Thread: some help with indeterminate forms and L'hoepitals rule

1. some help with indeterminate forms and L'hoepitals rule

i got an exam on this stuff tomorrow, and im not completely comfortable with it.. heres a few that i tried on my own that i know i did wrong

limit as x approaches 0 from the right... sin x ln x
this one i guess goes to 0*(negative infinity).. thats obviously an indeterminate form, so we play around with it.. if you put 1/sin x, or csc x, in the denominator, it appears that the limit is undefined? but im pretty sure that is incorrect... why is it incorrect, and how do you actually do it?

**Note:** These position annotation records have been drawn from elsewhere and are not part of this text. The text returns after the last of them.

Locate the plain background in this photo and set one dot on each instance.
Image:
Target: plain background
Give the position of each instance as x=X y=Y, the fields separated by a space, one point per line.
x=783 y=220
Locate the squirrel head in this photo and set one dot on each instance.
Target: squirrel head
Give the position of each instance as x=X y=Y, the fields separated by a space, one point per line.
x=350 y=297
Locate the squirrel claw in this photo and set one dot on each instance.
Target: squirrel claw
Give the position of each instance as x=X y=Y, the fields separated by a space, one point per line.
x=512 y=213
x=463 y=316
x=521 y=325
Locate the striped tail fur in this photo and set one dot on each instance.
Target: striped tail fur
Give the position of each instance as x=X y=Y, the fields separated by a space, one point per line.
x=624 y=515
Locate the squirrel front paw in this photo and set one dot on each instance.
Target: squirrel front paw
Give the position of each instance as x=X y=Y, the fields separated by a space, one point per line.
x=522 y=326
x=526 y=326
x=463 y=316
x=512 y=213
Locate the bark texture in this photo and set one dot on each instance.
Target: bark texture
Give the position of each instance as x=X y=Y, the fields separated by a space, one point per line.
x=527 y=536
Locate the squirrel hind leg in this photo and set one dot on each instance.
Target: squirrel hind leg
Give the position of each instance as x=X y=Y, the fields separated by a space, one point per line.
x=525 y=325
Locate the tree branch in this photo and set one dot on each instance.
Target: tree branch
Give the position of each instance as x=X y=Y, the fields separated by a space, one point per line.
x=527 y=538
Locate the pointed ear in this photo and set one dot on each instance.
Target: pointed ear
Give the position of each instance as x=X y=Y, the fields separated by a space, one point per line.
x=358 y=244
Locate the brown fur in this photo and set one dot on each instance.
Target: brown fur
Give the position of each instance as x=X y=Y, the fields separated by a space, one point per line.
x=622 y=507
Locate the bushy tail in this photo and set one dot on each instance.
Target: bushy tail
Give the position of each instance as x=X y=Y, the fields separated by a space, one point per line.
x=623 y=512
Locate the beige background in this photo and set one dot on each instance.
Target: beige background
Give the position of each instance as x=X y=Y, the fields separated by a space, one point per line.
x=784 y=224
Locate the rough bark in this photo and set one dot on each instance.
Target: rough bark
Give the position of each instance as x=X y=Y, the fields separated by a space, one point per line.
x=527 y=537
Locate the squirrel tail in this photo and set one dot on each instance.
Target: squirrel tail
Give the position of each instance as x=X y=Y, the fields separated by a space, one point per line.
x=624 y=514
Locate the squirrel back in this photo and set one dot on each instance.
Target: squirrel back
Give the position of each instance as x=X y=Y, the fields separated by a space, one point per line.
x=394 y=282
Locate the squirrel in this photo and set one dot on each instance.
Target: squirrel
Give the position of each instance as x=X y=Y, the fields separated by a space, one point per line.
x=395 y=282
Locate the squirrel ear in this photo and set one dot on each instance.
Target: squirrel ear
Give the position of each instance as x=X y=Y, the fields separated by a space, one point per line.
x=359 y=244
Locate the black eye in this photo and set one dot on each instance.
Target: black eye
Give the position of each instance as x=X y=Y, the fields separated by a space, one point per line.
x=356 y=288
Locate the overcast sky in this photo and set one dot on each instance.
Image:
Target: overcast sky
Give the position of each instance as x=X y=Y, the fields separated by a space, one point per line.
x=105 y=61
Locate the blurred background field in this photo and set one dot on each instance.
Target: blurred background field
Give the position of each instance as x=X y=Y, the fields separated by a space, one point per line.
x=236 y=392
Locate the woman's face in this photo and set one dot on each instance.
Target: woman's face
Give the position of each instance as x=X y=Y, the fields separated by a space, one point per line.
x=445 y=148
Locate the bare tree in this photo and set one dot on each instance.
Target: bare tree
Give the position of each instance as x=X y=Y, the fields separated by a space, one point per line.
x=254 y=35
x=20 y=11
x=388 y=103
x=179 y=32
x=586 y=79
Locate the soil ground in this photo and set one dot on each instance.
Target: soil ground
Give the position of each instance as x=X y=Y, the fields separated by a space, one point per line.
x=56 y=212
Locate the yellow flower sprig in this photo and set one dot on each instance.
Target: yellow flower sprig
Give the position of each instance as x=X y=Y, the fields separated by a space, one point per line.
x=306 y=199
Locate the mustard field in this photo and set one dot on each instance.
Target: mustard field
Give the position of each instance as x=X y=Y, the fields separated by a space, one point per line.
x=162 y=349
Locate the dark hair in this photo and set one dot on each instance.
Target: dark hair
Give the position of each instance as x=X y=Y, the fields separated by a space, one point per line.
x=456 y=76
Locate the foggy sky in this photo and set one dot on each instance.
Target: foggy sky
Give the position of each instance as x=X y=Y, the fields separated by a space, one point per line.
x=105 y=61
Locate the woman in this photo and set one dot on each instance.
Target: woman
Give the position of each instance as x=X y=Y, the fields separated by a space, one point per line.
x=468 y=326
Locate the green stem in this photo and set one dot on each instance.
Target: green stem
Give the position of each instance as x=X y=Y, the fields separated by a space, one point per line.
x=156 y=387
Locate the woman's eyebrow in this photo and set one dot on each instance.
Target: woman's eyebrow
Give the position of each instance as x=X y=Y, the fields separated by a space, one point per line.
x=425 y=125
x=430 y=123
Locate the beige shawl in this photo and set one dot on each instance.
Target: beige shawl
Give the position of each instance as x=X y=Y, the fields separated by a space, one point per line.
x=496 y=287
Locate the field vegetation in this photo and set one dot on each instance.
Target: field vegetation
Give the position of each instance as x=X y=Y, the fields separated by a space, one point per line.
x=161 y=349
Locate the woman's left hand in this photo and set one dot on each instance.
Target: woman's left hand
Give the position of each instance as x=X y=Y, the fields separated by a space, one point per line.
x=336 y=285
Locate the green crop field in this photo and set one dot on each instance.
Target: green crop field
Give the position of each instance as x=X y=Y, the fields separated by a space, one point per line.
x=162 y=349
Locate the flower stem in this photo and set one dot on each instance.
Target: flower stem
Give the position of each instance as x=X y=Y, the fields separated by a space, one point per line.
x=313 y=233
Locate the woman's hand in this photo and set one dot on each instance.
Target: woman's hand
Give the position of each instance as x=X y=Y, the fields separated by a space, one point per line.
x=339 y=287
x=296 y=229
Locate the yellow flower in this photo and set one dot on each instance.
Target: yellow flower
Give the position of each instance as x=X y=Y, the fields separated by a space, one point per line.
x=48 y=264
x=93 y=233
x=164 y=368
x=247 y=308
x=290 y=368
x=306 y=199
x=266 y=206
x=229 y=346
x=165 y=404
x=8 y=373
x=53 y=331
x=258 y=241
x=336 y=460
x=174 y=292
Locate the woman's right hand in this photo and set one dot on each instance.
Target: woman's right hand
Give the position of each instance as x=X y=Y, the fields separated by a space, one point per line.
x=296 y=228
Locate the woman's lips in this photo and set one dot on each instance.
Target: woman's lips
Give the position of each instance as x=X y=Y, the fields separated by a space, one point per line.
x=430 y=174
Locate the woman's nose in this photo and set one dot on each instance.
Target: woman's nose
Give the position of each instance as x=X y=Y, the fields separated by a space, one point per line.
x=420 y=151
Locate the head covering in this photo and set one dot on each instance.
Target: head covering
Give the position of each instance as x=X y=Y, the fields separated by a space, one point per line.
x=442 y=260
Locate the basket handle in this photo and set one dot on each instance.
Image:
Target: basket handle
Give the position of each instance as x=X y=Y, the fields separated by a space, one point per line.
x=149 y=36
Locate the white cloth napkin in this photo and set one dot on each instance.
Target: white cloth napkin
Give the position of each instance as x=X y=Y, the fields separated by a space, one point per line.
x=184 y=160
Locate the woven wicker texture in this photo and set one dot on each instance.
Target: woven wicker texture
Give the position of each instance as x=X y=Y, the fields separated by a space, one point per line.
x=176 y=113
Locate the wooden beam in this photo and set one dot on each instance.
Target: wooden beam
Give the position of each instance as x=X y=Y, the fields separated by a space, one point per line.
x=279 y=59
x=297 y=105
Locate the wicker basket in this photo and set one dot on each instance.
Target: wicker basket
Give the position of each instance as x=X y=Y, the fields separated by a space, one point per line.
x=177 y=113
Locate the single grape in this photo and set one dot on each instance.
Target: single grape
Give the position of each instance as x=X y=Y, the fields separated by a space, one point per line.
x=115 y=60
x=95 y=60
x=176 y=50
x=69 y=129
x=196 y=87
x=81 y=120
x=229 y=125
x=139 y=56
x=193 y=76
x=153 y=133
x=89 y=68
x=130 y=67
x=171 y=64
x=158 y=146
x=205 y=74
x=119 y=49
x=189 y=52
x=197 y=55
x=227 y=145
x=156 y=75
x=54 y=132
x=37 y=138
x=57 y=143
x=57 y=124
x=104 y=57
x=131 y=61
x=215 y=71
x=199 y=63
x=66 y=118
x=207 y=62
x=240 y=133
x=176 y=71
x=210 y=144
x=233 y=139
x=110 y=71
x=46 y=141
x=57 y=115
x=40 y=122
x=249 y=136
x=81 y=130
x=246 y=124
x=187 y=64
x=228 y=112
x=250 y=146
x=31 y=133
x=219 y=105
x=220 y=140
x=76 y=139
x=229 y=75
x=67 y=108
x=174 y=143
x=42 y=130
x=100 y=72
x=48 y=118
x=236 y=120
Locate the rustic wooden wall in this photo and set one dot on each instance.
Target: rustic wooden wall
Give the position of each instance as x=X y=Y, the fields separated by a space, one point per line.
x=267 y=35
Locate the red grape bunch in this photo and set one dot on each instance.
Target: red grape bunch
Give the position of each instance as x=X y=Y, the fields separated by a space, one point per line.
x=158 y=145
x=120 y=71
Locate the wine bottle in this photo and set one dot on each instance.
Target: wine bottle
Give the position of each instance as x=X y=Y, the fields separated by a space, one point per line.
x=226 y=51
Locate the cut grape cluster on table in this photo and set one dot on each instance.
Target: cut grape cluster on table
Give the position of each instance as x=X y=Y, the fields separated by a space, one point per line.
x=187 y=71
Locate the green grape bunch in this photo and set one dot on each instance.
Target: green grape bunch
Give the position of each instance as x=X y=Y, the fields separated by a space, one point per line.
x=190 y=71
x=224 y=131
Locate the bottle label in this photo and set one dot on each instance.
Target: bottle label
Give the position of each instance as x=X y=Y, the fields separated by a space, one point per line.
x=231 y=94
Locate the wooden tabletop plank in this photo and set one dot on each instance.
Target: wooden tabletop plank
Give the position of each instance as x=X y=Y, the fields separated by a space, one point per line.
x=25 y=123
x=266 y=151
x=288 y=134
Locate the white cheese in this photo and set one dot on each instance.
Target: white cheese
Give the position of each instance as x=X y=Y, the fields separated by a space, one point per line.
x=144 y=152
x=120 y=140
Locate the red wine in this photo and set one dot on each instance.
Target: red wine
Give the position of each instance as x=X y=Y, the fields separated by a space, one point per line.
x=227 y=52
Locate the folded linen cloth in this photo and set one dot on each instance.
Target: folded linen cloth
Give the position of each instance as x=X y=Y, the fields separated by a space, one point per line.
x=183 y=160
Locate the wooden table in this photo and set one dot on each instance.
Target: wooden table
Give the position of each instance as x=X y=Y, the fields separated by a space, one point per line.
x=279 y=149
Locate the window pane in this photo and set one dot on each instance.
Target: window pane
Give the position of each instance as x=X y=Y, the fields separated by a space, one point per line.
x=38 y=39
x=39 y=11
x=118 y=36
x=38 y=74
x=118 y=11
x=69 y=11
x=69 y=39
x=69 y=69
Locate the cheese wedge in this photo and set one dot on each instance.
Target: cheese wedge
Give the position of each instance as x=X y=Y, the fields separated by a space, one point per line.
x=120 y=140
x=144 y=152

lim as x approaches infinity.... x tan(1/x)
this one i got so confused with, so just briefly walk me through it if you can

lim as x approaches infinity... [sq.rt.(x^2 +x) - x]
this one goes to infinity - infinity.. another indeterminate... i used the conjugate technique to get infinity over infinity, so i can use loepitals rule... but i kept getting infinity over infinity (i believe)... how is this one done?

i am in need of big help for these so anything you can give me is much appreciated!!!

2. 1. look at sinx/{1/lnx} (0/0)

2. substitute t=1/x when x-->inf t-->0

3. ok so for the first one, i get sin x/ (1/ln x) .... which goes to 0/0... so after taking the derivatives, i get cos x/ x ...this goes to 1/0... is the limit undefined then? that is what i got initially when i brought csc x to the bottom, but as i said i thought undefined was wrong... any other advice or can you point out my mistake?